Friday Fun is a group post from the writers of the NHWN blog. Each week, we’ll pose and answer a different, get-to-know-us question. We hope you’ll join in by providing your answer in the comments.
QUESTION: A few weeks ago we wrote about books we’ve reread, which led me to this question: What are the three books that you still think about, even though you haven’t read them in years?
Diane MacKinnon, MD: I still think about Wally Lamb’s book, I Know This Much is True, and Of Human Bondage, by W. Somerset Maugham. I think about Pride and Prejudice, which I hated the first time I read it. (I was 11.) On rereading it in college, I loved it, and have continued to think about it (plus I saw the movie!) Night, by Elie Wiesel, is another one I still think about. There are so many more, but these are the first ones that come to mind. To me, the best works of art, whether they are books, paintings, or films, are the ones that stay in our minds long after we’ve seen or experienced them.
Julie Hennrikus: The Hiding Place by Corrie ten Boom. I read it when I was fairly young (it must have been right around the time it came out), and it had a real impact on me. John Irving’s The Cider House Rules is also a book I still think about. On a lighter note, And Then There Were None by Agatha Christie. She made some bold choices in her storytelling.
Wendy Thomas: The Princess Bride – is never far from my mind.
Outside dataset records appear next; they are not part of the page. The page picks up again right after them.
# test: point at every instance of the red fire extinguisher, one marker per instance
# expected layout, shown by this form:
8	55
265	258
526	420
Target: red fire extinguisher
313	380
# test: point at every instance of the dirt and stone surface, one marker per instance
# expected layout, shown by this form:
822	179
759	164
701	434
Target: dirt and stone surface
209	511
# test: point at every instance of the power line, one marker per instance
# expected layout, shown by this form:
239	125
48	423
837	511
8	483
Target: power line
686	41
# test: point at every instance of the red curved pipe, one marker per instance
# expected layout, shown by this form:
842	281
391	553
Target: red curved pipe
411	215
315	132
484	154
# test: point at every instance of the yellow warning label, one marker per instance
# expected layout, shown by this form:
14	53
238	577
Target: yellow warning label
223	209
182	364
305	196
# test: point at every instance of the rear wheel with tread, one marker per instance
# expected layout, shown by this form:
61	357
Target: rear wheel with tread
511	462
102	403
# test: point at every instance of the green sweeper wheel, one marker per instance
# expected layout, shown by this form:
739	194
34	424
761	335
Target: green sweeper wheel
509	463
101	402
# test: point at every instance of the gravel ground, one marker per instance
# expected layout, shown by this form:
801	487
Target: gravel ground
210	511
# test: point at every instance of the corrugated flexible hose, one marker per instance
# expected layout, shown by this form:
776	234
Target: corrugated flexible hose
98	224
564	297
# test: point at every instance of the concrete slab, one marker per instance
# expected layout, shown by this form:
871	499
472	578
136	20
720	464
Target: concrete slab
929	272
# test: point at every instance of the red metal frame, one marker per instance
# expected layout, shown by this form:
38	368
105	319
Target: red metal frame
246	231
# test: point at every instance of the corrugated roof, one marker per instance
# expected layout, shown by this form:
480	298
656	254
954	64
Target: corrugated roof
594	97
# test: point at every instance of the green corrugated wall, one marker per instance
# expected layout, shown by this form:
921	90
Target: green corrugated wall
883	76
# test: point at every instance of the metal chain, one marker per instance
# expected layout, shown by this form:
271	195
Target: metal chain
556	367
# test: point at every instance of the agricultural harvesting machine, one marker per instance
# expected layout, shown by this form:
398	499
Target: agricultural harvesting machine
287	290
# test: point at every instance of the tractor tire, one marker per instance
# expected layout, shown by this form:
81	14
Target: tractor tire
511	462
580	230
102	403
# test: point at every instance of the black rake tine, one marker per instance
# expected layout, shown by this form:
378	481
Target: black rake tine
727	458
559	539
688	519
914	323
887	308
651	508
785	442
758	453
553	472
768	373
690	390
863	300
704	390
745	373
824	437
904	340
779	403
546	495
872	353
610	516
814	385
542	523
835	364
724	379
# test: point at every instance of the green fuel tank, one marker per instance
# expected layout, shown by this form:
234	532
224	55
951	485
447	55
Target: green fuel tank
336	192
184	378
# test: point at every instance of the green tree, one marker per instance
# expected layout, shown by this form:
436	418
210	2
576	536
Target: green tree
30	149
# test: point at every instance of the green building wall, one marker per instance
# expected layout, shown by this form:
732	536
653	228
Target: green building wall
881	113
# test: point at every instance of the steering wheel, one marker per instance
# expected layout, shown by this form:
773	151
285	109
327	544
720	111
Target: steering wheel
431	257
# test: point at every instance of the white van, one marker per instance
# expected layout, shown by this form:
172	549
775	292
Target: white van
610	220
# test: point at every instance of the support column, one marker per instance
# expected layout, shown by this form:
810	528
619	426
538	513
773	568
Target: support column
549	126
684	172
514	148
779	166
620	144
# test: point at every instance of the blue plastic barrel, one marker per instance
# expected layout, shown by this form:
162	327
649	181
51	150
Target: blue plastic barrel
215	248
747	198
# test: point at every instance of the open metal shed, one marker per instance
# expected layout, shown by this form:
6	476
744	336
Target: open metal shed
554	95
That’s the story that first taught me about voice in writing. Unwind – it’s a young adult book, but I can’t listen to any discussion about women’s right to choose without thinking about that disturbing “what if?”. I also don’t go more than a few days without thinking about Harry Potter. While my kids see Harry as a good friend, I spent so much time with him (reading the books out loud to my children) that I almost think of him (and the rest of the gang) as members of the family.
Lastly, like Diane, Night had a HUGE impact on me. It’s because of that book that *every* single night as I get ready to retire, I send up a prayer of thanks for being able to sleep in a warm and safe bed.
Jamie Wallace: The first book that came to mind when I read this question is one I barely remember. I cannot recall the title or the author or the storyline. I know only that I borrowed it from our public library when I was a kid, and that the protagonist was a girl with the ability to talk to animals. I have a vague sense that she traveled through the forests with a panther-like cat, several other four-footed companions, and perhaps a bird of prey. The second book that stepped out of memory’s mist was a small, antique tome that contained a natural history of unicorns, complete with maps of home ranges, lists of behavioral traits, and sketches of tracks and other signs. This book was also found on a library shelf.
I cannot name, off the top of my head, any book that has stayed with me in its entirety. There are stories I know well, such as the Lord of the Rings and The Hobbit. But even much loved stories fade around the edges with the passage of time. Rather than details – characters names, the sequence of events, etc. – I tend to recall sensations, feelings, and images. They are less like photographs in an album, more like a scent that comes to you and whisks you unexpectedly back to a time and place you thought you’d forgotten.
Like memories of life, my memories of stories evolve and devolve over time. They shift and mingle, creating my own personal literary mythology that is made up of many glittering, shadowed pieces from many different books and stories. And, I like it that way.
Deborah Lee Luskin: The Little Red Light House and the Great Gray Bridge; The Little Engine That Could, and Are You My Mother? Great children’s classics!